The Right Tool

Local LLM GPU Impact: The Right Tool (Part 3)

Part 3 of the local LLM network test. Turning on the NVIDIA T600 to measure actual VRAM utilization, thermal limits, and GPU impact on inference speed.

Thomas Harvey

12 Jun 2026 • 9 min read

The GPU Question

Parts 1 and 2 ran on CPU. The T600 was idle the entire time. Ollama detected no CUDA runtime, fell back silently, and generated every token on the i7-12700H. The GPU characterization I built the series around was measuring nothing I intended to measure.

Part 3 fixes that. Same six models. Same five tasks. GPU actually running.

Here is what it took to get there, and what changed when I did.

Getting CUDA Running

Installing CUDA (sudo pacman -S cuda) was step one. Step two was the surprise.

The Arch Linux official ollama package, extra/ollama, ships no CUDA backend at all. The package contains seven CPU-only GGML variants (libggml-cpu-alderlake.so, libggml-cpu-haswell.so, and so on) and nothing else. No libggml-cuda.so. The package name says Ollama. The inference engine says CPU-only.

time=05:52:12 level=INFO msg="discovering available GPUs..."
time=05:52:12 level=INFO msg="inference compute" library=cpu total="31.0 GiB"
time=05:52:12 level=INFO msg="vram-based default context" total_vram="0 B"

The fix: paru -S ollama-cuda from AUR. That package compiles Ollama with the CUDA backend. After install and service restart:

time=05:57:35 level=INFO msg="inference compute"
  id=GPU-e77f5b09 library=CUDA compute=7.5
  name=CUDA0 description="NVIDIA T600 Laptop GPU"
  total="4.0 GiB" available="3.6 GiB"
time=05:57:35 level=INFO msg="vram-based default context" total_vram="4.0 GiB"

3.6 GB available after driver overhead. Compute capability 7.5 (Turing). The T600 is online.

One more issue surfaced during the run: the hardware monitor (hw_monitor.py) was silently broken. It queries nvidia-smi with --query-gpu=power.max_violations. This is a field that doesn't exist on the T600. nvidia-smi exits with code 2, subprocess.check_output raises an exception, the except block returns an empty dict, and every GPU sample shows zero for the entire benchmark. 1,132 samples, all zeros.

The fix is trivial (remove the invalid field). The lesson is that silent exception swallowing in monitoring code will lie to you for an entire benchmark run before you notice. The throughput numbers in this document come from Ollama's own eval metrics, not the hardware monitor. They are accurate. The GPU telemetry was re-run with the fixed monitor.

The Throughput Story

One task first to calibrate. Gemma 3 4B at 30.4 tok/s on GPU versus 15-16 tok/s on CPU. 34 of 35 model layers offloaded to T600 VRAM. That is the ceiling for a model that fits.

Full picture across all five models:

CPU vs GPU Throughput — all local models. VRAM boundary at 4B separates the field.

Model	CPU tok/s	GPU tok/s	Multiplier	VRAM class
Phi-3.5 Mini (3.8B)	~19	~28	1.5×	Full VRAM
Gemma 3 4B	~16	~27	1.7×	Full VRAM
Qwen 2.5 Coder 7B	~10	~14	1.4×	CPU-spill
Llama 3.1 8B	~8	~12	1.5×	CPU-spill
Gemma 3 12B	~6	~7	1.2×	Heavy spill

The cliff is exactly where the hardware predicts it.
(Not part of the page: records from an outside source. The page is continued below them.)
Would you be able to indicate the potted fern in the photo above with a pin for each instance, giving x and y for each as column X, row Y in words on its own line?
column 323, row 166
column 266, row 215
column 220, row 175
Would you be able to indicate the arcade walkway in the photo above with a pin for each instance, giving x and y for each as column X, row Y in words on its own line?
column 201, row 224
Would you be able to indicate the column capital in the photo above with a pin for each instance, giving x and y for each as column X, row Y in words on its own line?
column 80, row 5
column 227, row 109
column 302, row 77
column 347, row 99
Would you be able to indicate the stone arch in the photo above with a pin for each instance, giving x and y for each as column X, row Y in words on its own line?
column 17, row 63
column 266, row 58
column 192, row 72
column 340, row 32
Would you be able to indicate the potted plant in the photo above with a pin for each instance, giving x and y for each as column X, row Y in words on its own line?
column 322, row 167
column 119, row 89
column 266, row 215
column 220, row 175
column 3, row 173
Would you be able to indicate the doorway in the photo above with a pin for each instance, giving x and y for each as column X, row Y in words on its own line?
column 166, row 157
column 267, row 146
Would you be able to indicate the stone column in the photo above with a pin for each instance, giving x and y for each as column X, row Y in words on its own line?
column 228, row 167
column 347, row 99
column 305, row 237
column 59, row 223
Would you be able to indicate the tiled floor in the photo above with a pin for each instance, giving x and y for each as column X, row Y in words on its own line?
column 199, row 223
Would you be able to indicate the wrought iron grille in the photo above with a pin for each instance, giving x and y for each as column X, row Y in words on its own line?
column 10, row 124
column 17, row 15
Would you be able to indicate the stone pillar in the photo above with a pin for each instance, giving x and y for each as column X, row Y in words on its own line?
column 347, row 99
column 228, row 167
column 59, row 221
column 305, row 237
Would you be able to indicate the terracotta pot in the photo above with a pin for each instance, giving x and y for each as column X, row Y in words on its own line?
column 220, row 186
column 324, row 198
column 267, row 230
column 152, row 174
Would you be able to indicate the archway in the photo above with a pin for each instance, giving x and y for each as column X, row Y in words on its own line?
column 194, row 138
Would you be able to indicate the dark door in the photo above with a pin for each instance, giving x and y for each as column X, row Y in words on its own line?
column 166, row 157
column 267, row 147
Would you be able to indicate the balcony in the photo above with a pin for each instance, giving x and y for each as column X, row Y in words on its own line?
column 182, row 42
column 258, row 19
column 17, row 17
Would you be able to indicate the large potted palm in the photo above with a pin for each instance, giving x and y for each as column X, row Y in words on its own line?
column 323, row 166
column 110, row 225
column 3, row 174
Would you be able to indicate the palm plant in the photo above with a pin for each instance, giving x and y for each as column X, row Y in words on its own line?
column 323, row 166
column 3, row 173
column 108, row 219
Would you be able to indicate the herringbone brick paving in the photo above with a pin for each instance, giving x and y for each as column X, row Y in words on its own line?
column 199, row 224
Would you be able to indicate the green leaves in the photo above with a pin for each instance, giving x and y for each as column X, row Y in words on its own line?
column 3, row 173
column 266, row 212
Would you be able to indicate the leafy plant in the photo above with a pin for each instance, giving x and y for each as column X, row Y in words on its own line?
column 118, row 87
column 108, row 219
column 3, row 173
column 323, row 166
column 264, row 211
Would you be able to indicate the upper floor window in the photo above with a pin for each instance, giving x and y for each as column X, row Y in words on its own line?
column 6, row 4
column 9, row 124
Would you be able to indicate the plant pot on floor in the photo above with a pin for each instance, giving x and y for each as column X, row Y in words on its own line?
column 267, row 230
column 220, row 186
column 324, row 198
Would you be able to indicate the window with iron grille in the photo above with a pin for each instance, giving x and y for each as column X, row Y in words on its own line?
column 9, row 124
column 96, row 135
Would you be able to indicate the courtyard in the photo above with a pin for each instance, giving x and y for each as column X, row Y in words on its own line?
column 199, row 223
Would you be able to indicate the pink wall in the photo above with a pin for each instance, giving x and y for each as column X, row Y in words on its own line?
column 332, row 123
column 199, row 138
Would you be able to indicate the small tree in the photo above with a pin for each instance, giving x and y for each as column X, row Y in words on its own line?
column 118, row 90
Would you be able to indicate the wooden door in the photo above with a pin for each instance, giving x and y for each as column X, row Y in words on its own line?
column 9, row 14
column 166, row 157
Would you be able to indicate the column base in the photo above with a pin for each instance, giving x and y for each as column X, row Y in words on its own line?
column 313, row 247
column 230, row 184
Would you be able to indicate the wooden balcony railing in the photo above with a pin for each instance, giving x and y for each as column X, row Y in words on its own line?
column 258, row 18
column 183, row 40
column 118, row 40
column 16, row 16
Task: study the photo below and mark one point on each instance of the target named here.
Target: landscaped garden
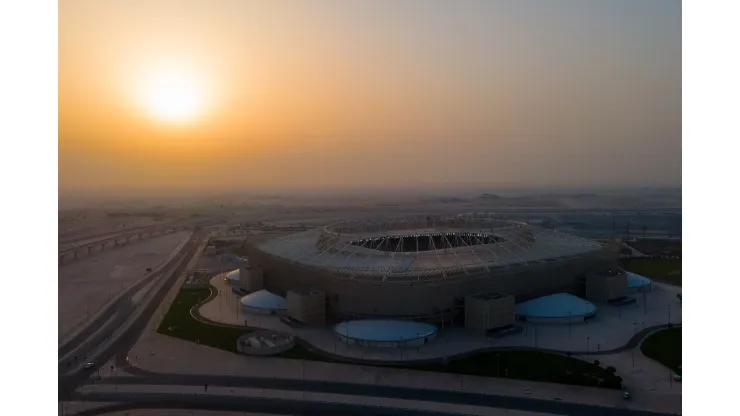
(665, 270)
(524, 364)
(664, 347)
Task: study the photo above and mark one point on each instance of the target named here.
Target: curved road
(120, 303)
(372, 390)
(70, 381)
(244, 404)
(121, 346)
(633, 342)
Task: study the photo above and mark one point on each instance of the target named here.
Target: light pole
(570, 321)
(634, 331)
(644, 302)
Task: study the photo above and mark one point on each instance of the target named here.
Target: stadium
(424, 267)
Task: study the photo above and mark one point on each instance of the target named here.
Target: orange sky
(376, 93)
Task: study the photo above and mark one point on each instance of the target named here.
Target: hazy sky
(326, 94)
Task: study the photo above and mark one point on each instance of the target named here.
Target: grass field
(664, 347)
(654, 247)
(179, 323)
(658, 269)
(524, 365)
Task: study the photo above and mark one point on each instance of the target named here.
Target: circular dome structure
(233, 276)
(421, 267)
(381, 333)
(637, 283)
(264, 303)
(557, 308)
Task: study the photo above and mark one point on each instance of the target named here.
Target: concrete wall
(307, 308)
(484, 314)
(601, 288)
(258, 311)
(251, 278)
(421, 299)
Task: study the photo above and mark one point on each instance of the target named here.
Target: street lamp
(570, 321)
(634, 331)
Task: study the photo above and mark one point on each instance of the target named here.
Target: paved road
(243, 404)
(119, 304)
(69, 382)
(372, 390)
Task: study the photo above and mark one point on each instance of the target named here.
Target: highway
(372, 390)
(69, 381)
(123, 341)
(241, 404)
(119, 305)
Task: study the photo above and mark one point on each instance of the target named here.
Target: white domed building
(264, 303)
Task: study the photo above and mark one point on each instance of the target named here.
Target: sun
(174, 97)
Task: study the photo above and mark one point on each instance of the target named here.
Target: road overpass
(73, 253)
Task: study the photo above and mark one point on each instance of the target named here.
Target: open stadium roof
(445, 246)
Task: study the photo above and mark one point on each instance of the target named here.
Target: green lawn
(525, 365)
(664, 347)
(658, 269)
(529, 365)
(179, 323)
(654, 247)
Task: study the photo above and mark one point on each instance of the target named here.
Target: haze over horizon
(266, 96)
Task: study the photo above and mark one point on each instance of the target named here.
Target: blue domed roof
(635, 280)
(559, 305)
(380, 330)
(233, 275)
(263, 300)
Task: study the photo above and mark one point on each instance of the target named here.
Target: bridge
(71, 254)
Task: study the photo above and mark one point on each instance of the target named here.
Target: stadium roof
(559, 305)
(460, 245)
(635, 280)
(264, 300)
(381, 330)
(233, 275)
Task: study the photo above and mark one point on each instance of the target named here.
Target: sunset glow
(173, 97)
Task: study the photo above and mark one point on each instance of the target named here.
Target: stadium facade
(423, 267)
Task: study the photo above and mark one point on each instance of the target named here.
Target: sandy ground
(87, 284)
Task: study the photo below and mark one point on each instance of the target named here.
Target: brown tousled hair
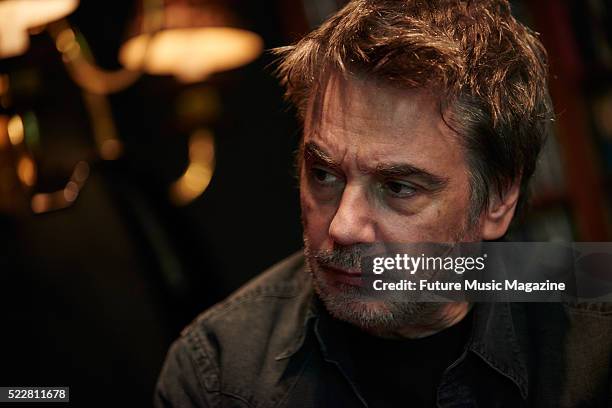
(489, 70)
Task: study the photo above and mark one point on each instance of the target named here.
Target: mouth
(347, 276)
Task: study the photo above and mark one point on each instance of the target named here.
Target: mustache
(349, 257)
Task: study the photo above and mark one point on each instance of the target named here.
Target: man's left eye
(399, 189)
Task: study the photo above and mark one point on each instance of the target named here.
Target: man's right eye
(323, 177)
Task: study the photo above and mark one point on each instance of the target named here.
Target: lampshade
(17, 16)
(189, 39)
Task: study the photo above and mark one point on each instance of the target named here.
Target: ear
(496, 219)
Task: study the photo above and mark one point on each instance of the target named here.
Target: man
(422, 123)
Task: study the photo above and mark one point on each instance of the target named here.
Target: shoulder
(572, 343)
(243, 340)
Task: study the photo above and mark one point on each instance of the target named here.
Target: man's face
(379, 165)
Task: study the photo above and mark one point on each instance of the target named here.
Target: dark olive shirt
(272, 344)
Models under 4B fit in VRAM and get a real speedup. Models that spill layers to system RAM get a modest improvement because only the VRAM-resident layers run faster. The spilled layers still move through DDR5 bandwidth at CPU speeds. Gemma 12B barely moved because almost none of it fits.

The throughput numbers are variable across tasks. T3 is slower than T1 for every model because longer outputs expose the generation ceiling more completely. The averages above are representative. Individual task figures are in the raw data.

T3: The Operational Story

Throughput is one thing. What operators actually care about is wall time. How long does it take to get a usable result?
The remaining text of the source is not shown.